Quanto ao W118, que no limite pode ser chamado de pai de tudo que é VW dianteiro com motor refrigerado a água — todos os APs, também, sim senhor –, é uma gracinha.

7 comentários

  1. César disse:

    Um Fissore com emblemas da Mercedes. Lindo carro, linhas modernistas limpíssimas, sem nada a esconder. Um design jamais repetido.

  2. Rafael Mafra disse:

    Ludwig Krauss. pai do motor AP

    Queria ver uma notícia do Flavio aqui no blog assim:

    E aí macacada seguinte: acabo de voltar da Europa e dos EUA e fiquei por lá nesses ultimos dois meses só fazendo matérias sobre carros antigos, museus, história do automobilismo etc: Touxe algumas horas em vídeos sobre esses assuntos.

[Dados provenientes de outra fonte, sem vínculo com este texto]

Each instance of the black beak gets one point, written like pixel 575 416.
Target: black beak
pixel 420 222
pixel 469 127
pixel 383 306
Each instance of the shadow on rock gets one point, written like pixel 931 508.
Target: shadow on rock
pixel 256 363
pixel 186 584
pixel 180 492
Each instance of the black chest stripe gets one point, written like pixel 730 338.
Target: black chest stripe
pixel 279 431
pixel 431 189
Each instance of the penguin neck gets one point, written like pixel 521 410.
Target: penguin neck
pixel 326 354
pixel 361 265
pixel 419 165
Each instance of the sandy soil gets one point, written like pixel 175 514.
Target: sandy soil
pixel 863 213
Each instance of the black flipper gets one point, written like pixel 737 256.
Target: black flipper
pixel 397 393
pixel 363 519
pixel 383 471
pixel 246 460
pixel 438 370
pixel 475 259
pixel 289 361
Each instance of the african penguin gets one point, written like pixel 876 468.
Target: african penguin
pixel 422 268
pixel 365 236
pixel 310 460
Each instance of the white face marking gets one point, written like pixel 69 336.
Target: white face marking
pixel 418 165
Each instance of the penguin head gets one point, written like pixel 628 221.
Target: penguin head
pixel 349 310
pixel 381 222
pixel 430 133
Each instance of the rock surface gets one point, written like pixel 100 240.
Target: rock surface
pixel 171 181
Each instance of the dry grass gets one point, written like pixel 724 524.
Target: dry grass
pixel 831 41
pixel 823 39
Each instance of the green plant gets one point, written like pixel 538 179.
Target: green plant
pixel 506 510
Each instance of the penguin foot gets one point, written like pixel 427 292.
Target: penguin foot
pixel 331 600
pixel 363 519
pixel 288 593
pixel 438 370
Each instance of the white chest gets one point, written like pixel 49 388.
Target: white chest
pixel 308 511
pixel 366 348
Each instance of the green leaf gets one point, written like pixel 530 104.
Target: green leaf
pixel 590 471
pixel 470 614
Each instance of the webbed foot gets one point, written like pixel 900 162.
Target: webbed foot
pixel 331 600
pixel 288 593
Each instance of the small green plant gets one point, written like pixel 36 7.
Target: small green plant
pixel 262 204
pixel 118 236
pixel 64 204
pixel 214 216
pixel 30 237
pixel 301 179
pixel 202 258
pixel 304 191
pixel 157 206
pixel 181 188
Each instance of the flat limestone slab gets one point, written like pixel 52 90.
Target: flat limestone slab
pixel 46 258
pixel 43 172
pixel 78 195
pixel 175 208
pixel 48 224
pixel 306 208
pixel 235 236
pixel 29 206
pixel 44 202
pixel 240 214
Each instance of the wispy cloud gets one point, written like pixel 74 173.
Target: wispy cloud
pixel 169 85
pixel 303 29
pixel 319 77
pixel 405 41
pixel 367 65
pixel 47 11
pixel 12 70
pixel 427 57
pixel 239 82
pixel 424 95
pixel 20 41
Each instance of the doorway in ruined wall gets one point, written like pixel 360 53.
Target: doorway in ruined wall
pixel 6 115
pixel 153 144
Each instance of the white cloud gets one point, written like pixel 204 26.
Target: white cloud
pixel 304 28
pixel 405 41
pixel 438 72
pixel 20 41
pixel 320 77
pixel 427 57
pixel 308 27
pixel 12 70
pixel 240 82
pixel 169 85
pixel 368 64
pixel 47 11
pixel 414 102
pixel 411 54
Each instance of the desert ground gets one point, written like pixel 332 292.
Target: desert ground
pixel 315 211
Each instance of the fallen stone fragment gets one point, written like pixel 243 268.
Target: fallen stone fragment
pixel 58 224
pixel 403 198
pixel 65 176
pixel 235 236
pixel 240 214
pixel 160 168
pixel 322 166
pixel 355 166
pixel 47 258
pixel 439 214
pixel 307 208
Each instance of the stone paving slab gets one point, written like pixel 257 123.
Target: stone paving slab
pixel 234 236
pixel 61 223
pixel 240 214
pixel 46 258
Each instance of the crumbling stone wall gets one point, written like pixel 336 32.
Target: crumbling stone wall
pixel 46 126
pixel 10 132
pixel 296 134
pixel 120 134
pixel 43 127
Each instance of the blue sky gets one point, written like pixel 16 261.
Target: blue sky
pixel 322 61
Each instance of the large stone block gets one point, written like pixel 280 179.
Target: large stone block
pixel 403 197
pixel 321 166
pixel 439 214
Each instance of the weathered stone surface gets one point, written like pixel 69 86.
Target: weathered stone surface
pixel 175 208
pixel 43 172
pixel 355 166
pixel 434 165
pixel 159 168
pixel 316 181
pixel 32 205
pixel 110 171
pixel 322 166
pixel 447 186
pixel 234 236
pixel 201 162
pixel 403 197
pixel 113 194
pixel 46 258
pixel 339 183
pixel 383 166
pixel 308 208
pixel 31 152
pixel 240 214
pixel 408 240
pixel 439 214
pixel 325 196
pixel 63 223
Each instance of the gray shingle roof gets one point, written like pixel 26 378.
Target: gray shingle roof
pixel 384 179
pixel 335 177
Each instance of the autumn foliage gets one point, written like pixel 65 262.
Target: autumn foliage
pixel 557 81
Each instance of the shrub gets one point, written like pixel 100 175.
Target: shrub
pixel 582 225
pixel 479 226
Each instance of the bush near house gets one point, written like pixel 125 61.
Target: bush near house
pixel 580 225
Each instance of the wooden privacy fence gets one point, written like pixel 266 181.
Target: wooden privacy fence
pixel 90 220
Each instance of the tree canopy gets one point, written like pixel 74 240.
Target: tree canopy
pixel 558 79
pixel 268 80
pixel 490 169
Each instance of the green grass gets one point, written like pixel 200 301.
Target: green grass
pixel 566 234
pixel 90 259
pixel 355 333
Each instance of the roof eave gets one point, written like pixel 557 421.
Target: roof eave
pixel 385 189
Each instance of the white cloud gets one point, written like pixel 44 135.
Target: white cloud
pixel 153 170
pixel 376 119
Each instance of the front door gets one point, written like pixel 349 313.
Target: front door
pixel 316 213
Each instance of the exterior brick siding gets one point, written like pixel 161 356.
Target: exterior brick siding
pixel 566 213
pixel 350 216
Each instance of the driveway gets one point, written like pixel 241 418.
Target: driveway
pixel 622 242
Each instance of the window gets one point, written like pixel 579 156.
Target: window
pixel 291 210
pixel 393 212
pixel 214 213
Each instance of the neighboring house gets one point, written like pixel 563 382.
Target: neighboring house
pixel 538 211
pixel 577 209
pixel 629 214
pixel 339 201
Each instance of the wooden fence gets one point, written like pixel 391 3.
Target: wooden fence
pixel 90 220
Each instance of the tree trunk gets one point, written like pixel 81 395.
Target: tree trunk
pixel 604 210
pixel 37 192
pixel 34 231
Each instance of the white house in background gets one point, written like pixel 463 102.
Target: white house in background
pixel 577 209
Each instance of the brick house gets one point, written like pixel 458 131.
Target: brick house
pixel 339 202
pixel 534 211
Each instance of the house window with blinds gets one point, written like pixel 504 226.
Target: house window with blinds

    Pensa no que iria vim, OOOOOOHHHHHHH que água na boca

  3. ataide coutinho disse:

    A BMW tambem tem um motor parecidissimo com o Ap 4 cilindros com 70 graus de inclinçao montado nos seus carros dessa epoca .

  4. Andre Perez disse:

    Hei Flávio, aqui um link de um artista desenhando os supostos carros do ano que vem… coisa linda de ver.
    http://wtf1.co.uk/really-hope-2017-f1-grid-looks-good/

  5. Claudio Aun disse:

    Suas linhas lembram bastante o DKW FISSORI

  6. Paulo F. disse:

    O futuro alternativo da VW (no inicio dos anos 60) era um pequeno carro, que deveria ser o sucessor do Fusca, com motor central traseiro, com estudos tanto para refrigeração a ar ou a água.
    Quando Rudolf Leiding foi guindado à presidência mundial da VW (já havia sido presidente na VW Brasil) uma de suas primeiras ações foi racionalizar as linhas de produção da VW, visto que a empresa fabricava carros que competiam pelo mesmo mercado (K-70 , 411/412) e outros ainda que tinham produção em níveis muito baixo (NSU-RO80, VW-Porsche 914 ; ambos carros memoráveis) não sendo lucrativos para a VW.
    Leiding então cancelou oEm 1976 a VW , já sob Toni Schmücker, que iniciou sua carreira na Ford alemã, a VW obteve um lucro de um bilhão de marcos, Schmücker foi benificbiário das acertadas decisões de seu antecessor.s projetos deficitários e o desenvolvimento do “sucessor do Fusca”. mesmo assim, e afetada pela 1ª crise do petróleo a VW teve um prejuízo recorde de 800 milhões de marcos em 1974..
    Porém Leiding acertou ao dar sinal verde para o desenvolvimento para o real sucessor do Fusca, o Golf, que começa a ser vendido em 74 .
    Em 1976 a VW , já sob Toni Schmücker, que iniciou sua carreira na Ford alemã, a VW obteve um lucro de um bilhão de marcos, Schmücker foi benificiário das acertadas decisões de seu antecessor.

    • Paulo F. disse:

      Maldito computador velho!!!

      o texto correto é:

      O futuro alternativo da VW (no inicio dos anos 60) era um pequeno carro, que deveria ser o sucessor do Fusca, com motor central traseiro, com estudos tanto para refrigeração a ar ou a água.
      Quando Rudolf Leiding foi guindado à presidência mundial da VW (já havia sido presidente na VW Brasil) uma de suas primeiras ações foi racionalizar as linhas de produção da VW, visto que a empresa fabricava carros que competiam pelo mesmo mercado (K-70 , 411/412) e outros ainda que tinham produção em níveis muito baixo (NSU-RO80, VW-Porsche 914 ; ambos carros memoráveis) não sendo lucrativos para a VW.
      Leiding então cancelou os projetos deficitários e o desenvolvimento do “sucessor do Fusca”. mesmo assim, e afetada pela 1ª crise do petróleo a VW teve um prejuízo recorde de 800 milhões de marcos em 1974..
      Porém Leiding acertou ao dar sinal verde para o desenvolvimento para o real sucessor do Fusca, o Golf, que começa a ser vendido em 74 .
      Em 1976 a VW , já sob Toni Schmücker, que iniciou sua carreira na Ford alemã, a VW obteve um lucro de um bilhão de marcos, Schmücker foi benificiário das acertadas decisões de seu antecessor.